Risk Management Solutions (RMS), a provider of products and services for the management of catastrophe risk, has estimated that insured losses from Hurricane Rita are likely to range from $4 to $7 billion, based on current information on landfall location and wind speeds.
The $4 – $7 billion estimate is comprised of the following storm-related components:
* $3 – $5 billion onshore damage resulting from wind, storm surge, and
rainfall-related flood hazards. RMS’ modeling of wind impacts includes
both damage to buildings and notable tree fall damages. The estimate
also includes expected demand surge effects, resulting from the
inflation of material and labor costs in the region in the aftermath of
Hurricanes Katrina and Rita.
* $1 – $2 billion offshore platform damage and loss of production.
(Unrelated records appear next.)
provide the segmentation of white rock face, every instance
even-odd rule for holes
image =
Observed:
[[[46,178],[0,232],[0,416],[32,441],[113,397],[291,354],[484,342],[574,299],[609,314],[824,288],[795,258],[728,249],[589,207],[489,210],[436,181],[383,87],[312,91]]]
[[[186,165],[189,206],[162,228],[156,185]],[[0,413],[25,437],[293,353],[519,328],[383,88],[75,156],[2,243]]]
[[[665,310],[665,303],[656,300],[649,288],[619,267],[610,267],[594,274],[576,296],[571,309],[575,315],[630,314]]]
The preliminary estimate excludes the New Orleans flooding situation that erupted over the weekend.
Hurricane Rita made landfall as a category 3 storm on Saturday just after 2.30 a.m. CDT on the extreme southwest coast of Louisiana between Sabine Pass and Johnson’s Bayou. Hurricane force winds extended 85 miles from the center. An instrumented tower in Port Arthur run by the Florida Coastal Monitoring Program reported sustained winds of 91 mph with a gust to 116 mph as Rita came onshore. Widespread power outages have struck the entire region.
“Hurricane Rita is comparable to last year’s Charley in that its damage is spread across a low population density region of agricultural and fishing- related industries,” said Kyle Beatty, meteorologist, RMS. “There is also notable damage to offshore platforms, refineries and by-products industries of petroleum manufacturing.”
RMS’ aerial reconnaissance team began its two-day survey of the region on Sunday, and RMS will continue to monitor Rita’s impact throughout the week.